"Ümitvar olunuz, şu istikbal inkılâbı içinde en yüksek gür sada İslâm'ın sadası olacaktır."

Piyasalar

Hukuk devleti ve adaleti-1

Ahmet BATTAL
25 Temmuz 2017, Salı
Bu yazı “on beş Temmuz şehitlerinin hesabını kimden soracağız, elbette bütün ...öcülerden” diyen dostlara samimi ikazdır: Hesabı, kim suçluysa ondan soralım.

Peki kim suçlu? Adaleti nasıl sağlarız?

Bu seride bu soruların cevabını yazacağız.

Ama biz bu adalet yazıları yazdıkça, bazıları, yine, “siyasetten uzak durmak gerek” deyip Kur’ân’ın adalet dersini görmezden gelmemizi istiyorlar.

Diğer bazıları da “şimdi hata gösterme veya adalet isteme zamanı değil, şimdi hükümete ve devlete tam destek olma zamanı” diyerek devleti hükümetle karıştırıp ardından da zulme sessiz kalıyor yani zulme rıza gösteriyorlar. Halbuki vicdan sahipleri için “doğruya doğru yanlışa yanlış” diyebilmek çok kolay!

Yeni Asya işte o “çok kolay”ı yapıyor.
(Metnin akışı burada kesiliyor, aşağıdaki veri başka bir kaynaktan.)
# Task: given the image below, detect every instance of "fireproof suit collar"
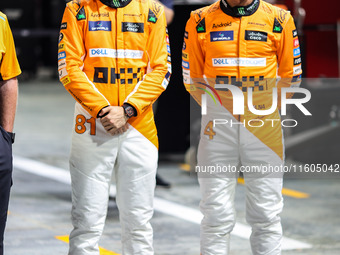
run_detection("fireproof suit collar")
[220,0,260,17]
[100,0,132,8]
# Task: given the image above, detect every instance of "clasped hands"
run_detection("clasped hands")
[98,106,129,135]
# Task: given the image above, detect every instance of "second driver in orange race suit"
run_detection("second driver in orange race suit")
[182,0,302,255]
[58,0,171,255]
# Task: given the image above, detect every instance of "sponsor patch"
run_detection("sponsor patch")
[294,57,301,66]
[210,31,234,42]
[58,59,66,70]
[248,22,267,27]
[279,9,288,23]
[60,22,67,30]
[212,22,231,29]
[196,18,206,33]
[58,51,66,60]
[89,20,111,31]
[167,63,172,74]
[293,47,301,57]
[182,52,189,61]
[76,6,86,20]
[58,33,64,43]
[273,18,283,33]
[165,68,171,81]
[60,76,71,86]
[183,69,191,84]
[293,65,302,74]
[245,30,268,42]
[90,48,143,59]
[58,68,68,79]
[292,74,301,82]
[148,9,157,23]
[212,58,267,66]
[292,29,297,37]
[184,31,189,39]
[91,12,109,18]
[122,22,144,33]
[182,60,190,69]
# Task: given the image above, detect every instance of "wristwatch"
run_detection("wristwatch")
[123,103,137,118]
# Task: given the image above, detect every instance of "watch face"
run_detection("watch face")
[125,106,134,117]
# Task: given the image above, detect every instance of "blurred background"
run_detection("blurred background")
[0,0,340,255]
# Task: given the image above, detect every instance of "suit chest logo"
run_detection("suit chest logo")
[210,31,234,42]
[245,30,268,42]
[122,22,144,33]
[89,21,111,31]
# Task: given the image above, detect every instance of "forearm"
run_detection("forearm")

Kur’ân’ın çağdaş tefsiri olan Risale-i Nur’dan aldığı adalet dersini, kırk sekiz yıldır, bütün muzır manilere rağmen, elinden geldiğince neşrediyor.

Bir özeti şudur:

Mukaddes Kitabımız Kur’ân’ın dört esasından biri adalettir. (İbadet dahi insan davranışlarındaki adaletin adıdır.).

En geniş kapsamlı ibadet olan namazın kalbi hükmündeki Fatiha’da, Kâdir-i Mutlak olan Allah’tan ısrarla talep ettiğimiz “sırat-ı müstakim”, her türlü ifrat ve tefritten uzak kalarak yani adalet içinde yaşamak demektir.

Allah mutlak adildir. Allah zulmetmez. Zulmedenleri de sevmez.

İnsanlar kendilerine ya da başka insanlara zulmeder ama inanırız ki kader daima adalet eder.

Bu sebeple, hak etmediği halde insanlardan bir kötülük gören her yetişkin şöyle düşünmeli:

“Bu da benim musibetim ve imtihanım. Hakkımı elbette bu dünyada hukuk içinde kalarak arayacağım. Ama burada alamasam da ahirette Allah’ın adaleti tam tecelli edecek ve ben de zalimden hakkımı alacağım”.

Ama şunu da düşünmeli:

“Ben masum iken benim başıma bu musibeti getiren Allah acaba bana bununla ne anlatmak istiyor? Hangi hatayı yaptım ki kader bu musibeti yaşamama izin verdi?”

Cevabını kendi içinde yaşasın yeter.

Adalet herkese kesin emirdir.

Kişiler kendi kendisine karşı ve çevresine karşı ilişkilerinde adil davranmalı.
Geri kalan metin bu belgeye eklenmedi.